TOBB tarafından video konferans yöntemiyle düzenlenen ‘1. Asya İşbirliği Diyaloğu Üyesi Ülkeler Ticaret ve Sanayi Odaları Konferansı’nda konuşan …
TOBB tarafından video konferans yöntemiyle düzenlenen ‘1. Asya İşbirliği Diyaloğu Üyesi Ülkeler Ticaret ve Sanayi Odaları Konferansı’nda konuşan Ticaret Bakanı Ruhsar Pekcan, tüm dünyanın koronavirüs salgını yüzünden olağanüstü zamanlardan geçtiğini; salgının, ülkelerin ekonomik ve sosyal yapıları üzerinde ciddi olumsuz etkilere yol açtığını söyledi. İş faaliyetlerinin önemli ölçüde yavaşladığını dile getiren Pekcan, bu tür zor koşullar altında ülkeler arasında yakın iş birliği ihtiyacının daha da önemli hale geldiğine inandıklarını bildirdi.
“Teknoloji ve inovasyon odaklı sektöre daha fazla yatırım peşinde olacağız”
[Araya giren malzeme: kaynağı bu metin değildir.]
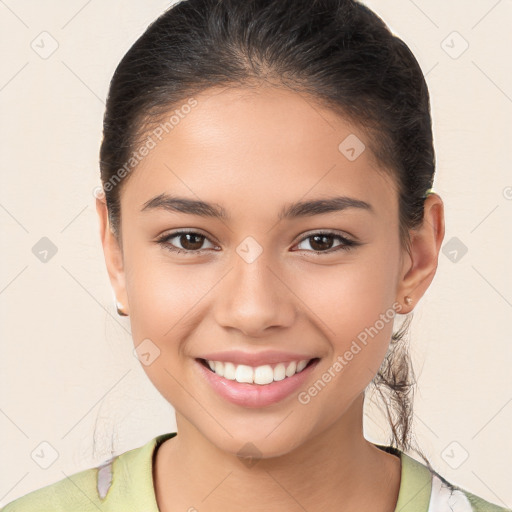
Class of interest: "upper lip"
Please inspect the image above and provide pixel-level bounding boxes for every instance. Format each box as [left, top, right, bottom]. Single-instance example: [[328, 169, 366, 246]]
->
[[200, 350, 318, 367]]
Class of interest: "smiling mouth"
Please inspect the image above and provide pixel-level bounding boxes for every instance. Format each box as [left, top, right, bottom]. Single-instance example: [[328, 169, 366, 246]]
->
[[196, 357, 320, 382]]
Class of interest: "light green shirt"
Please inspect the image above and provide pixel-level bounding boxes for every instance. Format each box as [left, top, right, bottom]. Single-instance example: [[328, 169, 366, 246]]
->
[[0, 432, 512, 512]]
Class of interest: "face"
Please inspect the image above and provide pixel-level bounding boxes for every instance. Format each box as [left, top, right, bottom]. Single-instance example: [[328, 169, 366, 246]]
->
[[98, 88, 442, 456]]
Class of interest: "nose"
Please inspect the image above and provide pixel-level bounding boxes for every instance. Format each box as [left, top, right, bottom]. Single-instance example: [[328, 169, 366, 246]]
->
[[215, 251, 296, 338]]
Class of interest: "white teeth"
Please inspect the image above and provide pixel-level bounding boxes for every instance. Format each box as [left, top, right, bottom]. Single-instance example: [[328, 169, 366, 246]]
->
[[203, 359, 311, 385]]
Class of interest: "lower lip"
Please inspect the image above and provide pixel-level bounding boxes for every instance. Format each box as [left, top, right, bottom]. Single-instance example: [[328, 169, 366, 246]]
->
[[195, 359, 319, 407]]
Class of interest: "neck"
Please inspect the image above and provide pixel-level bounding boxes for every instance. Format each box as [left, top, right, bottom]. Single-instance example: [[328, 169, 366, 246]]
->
[[154, 395, 400, 512]]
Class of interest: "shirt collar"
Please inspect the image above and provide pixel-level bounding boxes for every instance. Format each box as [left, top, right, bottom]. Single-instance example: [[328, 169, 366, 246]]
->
[[102, 432, 432, 512]]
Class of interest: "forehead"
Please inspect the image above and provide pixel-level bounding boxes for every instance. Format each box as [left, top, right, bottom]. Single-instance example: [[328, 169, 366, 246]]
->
[[121, 87, 397, 222]]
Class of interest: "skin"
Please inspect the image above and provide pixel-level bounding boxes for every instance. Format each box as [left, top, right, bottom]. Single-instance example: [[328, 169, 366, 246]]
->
[[97, 86, 444, 512]]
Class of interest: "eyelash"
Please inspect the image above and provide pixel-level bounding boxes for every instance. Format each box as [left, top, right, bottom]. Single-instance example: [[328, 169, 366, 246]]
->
[[156, 230, 361, 256]]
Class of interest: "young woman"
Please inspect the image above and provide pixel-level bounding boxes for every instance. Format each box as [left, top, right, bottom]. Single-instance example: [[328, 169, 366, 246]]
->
[[3, 0, 507, 512]]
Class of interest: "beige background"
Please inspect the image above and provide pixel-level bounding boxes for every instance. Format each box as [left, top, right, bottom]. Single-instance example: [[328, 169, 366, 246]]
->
[[0, 0, 512, 507]]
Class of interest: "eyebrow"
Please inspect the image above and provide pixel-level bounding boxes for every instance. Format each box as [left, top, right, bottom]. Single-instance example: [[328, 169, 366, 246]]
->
[[141, 193, 375, 220]]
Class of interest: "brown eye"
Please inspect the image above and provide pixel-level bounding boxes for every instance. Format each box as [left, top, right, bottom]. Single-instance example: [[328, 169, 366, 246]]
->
[[157, 231, 215, 254], [299, 232, 359, 254]]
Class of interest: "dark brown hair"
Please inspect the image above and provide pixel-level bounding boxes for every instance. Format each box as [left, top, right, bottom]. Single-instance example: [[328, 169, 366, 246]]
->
[[100, 0, 442, 476]]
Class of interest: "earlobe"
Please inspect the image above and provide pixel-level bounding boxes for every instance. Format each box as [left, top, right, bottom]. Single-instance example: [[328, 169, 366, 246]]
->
[[96, 198, 128, 316], [397, 193, 445, 314]]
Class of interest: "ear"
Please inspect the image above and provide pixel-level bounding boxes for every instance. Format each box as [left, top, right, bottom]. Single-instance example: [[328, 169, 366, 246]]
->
[[96, 198, 128, 314], [396, 193, 445, 315]]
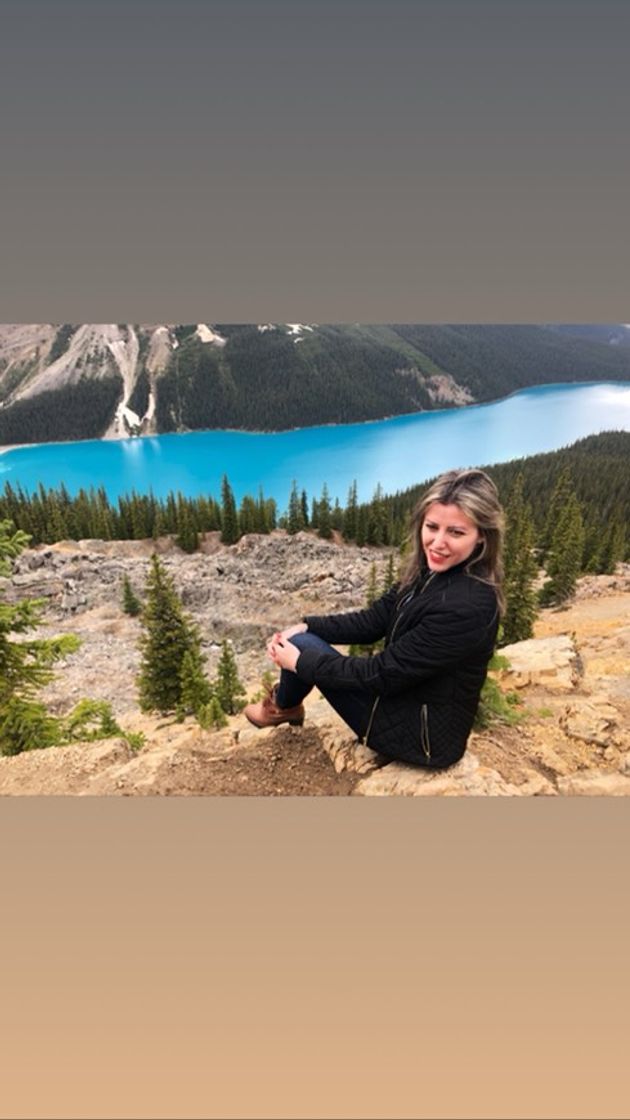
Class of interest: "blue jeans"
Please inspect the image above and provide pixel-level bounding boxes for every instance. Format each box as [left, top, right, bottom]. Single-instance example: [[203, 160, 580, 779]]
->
[[276, 631, 374, 738]]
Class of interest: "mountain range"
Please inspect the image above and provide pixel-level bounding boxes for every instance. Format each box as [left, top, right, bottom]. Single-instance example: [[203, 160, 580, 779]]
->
[[0, 324, 630, 445]]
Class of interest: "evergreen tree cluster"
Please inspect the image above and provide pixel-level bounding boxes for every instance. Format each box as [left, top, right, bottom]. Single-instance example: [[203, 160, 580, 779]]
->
[[0, 521, 142, 755], [136, 553, 244, 728], [0, 432, 630, 643], [0, 374, 122, 444]]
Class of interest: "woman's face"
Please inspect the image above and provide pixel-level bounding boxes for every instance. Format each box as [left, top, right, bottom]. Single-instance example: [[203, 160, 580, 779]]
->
[[420, 502, 481, 571]]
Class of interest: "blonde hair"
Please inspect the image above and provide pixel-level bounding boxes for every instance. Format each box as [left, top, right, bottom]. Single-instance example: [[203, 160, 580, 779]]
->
[[400, 469, 506, 614]]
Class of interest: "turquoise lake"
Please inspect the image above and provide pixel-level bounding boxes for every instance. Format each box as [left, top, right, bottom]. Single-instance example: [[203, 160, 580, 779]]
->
[[0, 382, 630, 511]]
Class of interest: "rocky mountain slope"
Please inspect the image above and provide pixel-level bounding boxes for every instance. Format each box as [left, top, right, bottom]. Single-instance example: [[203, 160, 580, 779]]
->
[[0, 323, 630, 446], [0, 531, 630, 796]]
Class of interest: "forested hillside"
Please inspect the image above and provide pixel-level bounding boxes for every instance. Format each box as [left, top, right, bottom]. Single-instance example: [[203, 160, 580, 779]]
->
[[0, 324, 630, 445]]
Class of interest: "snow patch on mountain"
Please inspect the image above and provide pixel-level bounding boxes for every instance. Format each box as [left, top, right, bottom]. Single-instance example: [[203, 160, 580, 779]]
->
[[195, 323, 228, 346]]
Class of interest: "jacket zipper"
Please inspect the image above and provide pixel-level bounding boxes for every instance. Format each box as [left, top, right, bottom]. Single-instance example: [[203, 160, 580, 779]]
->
[[420, 703, 430, 762], [363, 571, 436, 758]]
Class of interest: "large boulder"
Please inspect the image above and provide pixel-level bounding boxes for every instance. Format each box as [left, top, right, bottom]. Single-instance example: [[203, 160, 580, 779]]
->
[[495, 634, 580, 692]]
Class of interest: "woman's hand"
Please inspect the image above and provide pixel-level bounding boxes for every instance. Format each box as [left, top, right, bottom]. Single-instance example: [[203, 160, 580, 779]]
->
[[267, 623, 308, 669], [267, 631, 303, 673]]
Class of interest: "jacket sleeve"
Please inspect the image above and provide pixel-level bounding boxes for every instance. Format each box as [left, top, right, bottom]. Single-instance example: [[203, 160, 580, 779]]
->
[[296, 601, 495, 696], [304, 585, 398, 645]]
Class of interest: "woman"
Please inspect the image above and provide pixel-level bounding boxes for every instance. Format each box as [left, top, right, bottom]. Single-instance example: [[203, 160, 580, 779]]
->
[[244, 470, 503, 768]]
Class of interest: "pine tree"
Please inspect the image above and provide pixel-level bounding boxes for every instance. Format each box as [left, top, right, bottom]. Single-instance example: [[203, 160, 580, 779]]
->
[[539, 493, 584, 606], [538, 467, 573, 563], [368, 483, 387, 544], [343, 479, 358, 541], [122, 573, 142, 618], [317, 483, 333, 541], [354, 505, 369, 548], [178, 646, 212, 716], [0, 520, 81, 755], [138, 553, 200, 712], [175, 495, 200, 552], [239, 494, 259, 534], [501, 475, 537, 645], [299, 489, 308, 529], [381, 552, 396, 601], [221, 475, 240, 544], [287, 478, 306, 536], [212, 638, 245, 716]]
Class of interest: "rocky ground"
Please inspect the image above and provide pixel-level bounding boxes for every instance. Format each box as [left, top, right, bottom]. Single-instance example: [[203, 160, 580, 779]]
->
[[0, 532, 630, 796]]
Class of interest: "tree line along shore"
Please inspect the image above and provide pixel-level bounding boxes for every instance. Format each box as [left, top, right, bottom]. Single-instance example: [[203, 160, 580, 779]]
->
[[0, 432, 630, 754]]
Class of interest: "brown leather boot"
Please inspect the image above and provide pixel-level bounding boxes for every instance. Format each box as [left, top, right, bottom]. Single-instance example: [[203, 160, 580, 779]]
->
[[243, 684, 304, 727]]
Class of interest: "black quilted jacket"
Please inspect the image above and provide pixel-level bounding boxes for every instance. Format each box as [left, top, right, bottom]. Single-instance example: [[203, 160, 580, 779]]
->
[[296, 564, 499, 767]]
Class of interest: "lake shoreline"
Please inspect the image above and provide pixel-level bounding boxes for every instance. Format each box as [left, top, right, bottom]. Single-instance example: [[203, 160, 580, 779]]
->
[[0, 381, 630, 455]]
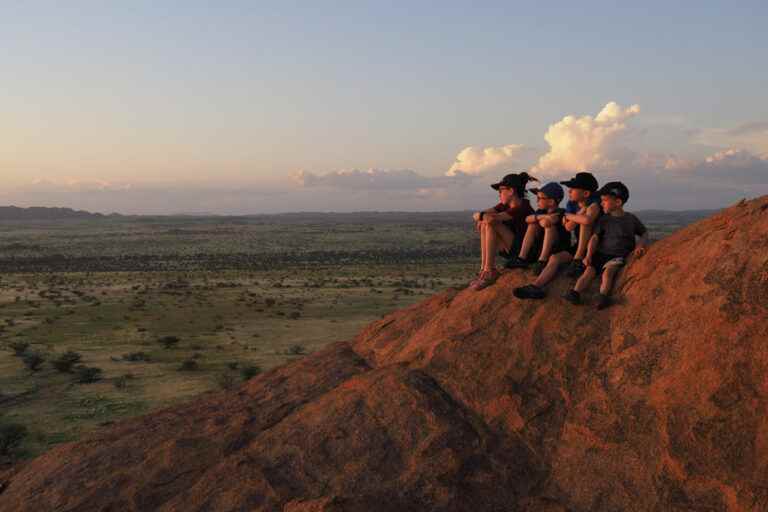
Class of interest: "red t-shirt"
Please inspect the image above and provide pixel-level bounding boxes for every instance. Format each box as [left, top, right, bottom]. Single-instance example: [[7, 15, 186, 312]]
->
[[493, 199, 533, 236]]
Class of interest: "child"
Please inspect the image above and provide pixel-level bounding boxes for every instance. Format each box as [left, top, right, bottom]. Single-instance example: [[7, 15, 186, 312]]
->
[[470, 172, 538, 290], [506, 182, 571, 275], [560, 172, 602, 278], [564, 181, 648, 309], [513, 172, 601, 299]]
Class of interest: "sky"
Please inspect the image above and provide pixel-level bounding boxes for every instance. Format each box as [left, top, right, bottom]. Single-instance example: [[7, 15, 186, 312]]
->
[[0, 0, 768, 214]]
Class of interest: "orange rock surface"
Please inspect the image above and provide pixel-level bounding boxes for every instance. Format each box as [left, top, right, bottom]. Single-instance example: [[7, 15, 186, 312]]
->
[[0, 197, 768, 512]]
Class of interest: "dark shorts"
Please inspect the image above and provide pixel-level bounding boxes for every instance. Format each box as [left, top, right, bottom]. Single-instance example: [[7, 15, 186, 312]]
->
[[591, 252, 625, 274], [499, 222, 543, 263]]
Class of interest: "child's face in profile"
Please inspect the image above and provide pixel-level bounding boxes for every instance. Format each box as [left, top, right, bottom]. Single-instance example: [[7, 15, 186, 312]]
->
[[568, 188, 589, 203], [600, 196, 624, 213], [499, 187, 515, 204], [536, 194, 555, 210]]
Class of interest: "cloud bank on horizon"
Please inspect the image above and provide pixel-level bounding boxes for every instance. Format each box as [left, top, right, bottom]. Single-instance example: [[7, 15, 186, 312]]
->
[[7, 101, 768, 213]]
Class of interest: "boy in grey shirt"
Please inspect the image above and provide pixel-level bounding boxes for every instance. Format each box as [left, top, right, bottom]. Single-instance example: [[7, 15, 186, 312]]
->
[[564, 181, 648, 309]]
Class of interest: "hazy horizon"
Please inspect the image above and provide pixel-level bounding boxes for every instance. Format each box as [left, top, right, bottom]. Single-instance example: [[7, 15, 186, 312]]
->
[[0, 1, 768, 215]]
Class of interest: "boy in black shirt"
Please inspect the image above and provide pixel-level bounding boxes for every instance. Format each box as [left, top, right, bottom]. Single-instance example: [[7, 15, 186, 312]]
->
[[506, 182, 571, 275], [564, 181, 648, 309]]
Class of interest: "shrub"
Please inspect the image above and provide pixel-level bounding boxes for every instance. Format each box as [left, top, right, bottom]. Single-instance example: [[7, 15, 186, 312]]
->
[[8, 341, 29, 357], [288, 345, 304, 356], [112, 373, 133, 389], [179, 359, 200, 372], [216, 372, 236, 390], [51, 351, 82, 373], [240, 364, 261, 380], [159, 336, 180, 348], [0, 423, 27, 457], [21, 352, 45, 372], [123, 352, 150, 362], [75, 365, 102, 384]]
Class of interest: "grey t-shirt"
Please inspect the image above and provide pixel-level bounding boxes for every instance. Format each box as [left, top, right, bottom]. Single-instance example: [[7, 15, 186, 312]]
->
[[595, 212, 646, 258]]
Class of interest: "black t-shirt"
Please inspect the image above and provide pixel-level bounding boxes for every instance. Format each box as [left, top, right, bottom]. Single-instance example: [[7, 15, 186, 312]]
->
[[595, 212, 646, 258]]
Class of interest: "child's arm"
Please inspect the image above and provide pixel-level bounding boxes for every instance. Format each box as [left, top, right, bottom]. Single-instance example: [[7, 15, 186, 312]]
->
[[635, 231, 648, 258], [564, 204, 600, 227], [537, 211, 561, 228]]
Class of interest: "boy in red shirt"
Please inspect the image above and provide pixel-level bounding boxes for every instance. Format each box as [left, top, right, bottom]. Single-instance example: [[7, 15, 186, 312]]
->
[[470, 172, 538, 290]]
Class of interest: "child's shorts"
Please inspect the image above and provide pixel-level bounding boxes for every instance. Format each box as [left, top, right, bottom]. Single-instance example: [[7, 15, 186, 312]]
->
[[591, 252, 626, 274]]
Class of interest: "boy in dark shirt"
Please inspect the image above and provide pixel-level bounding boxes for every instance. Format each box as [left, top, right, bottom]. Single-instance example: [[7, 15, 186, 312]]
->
[[470, 172, 538, 290], [564, 181, 648, 309], [506, 182, 571, 275], [513, 172, 601, 299]]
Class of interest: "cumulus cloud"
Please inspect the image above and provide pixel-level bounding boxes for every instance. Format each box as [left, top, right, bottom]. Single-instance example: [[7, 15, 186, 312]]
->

Normalleşme adımları arttıkça, ekonomilerin ve işletmelerin nasıl toparlanacağına odaklanmak gerektiğinin altını çizen Pekcan, bu anlamda Asya İş Birliği Diyaloğu’na çok değer verdiklerini, bu mekanizma içinde geliştirilecek her türlü girişime açık olacaklarını kaydetti. Pekcan, Türk Hükümeti olarak, ulusal sağlık sistemini güçlendirmeye, iş ortamını canlı tutmaya, vatandaşlara ve iş dünyasına salgının başlangıcından bu yana yeni koşullarda hızla destek vermeye odaklandıklarını belirterek, “Yakın gelecekte Türkiye, küresel değer zincirlerinde daha da önemli bir rol oynamak için tüm çabalarını ortaya koyacak. Teknoloji ve inovasyon odaklı sektörlerde daha fazla yatırım peşinde olacağız. Küresel arz ve değer zincirleri açısından stratejik diyalog ve ortaklığa açığız.” diye konuştu.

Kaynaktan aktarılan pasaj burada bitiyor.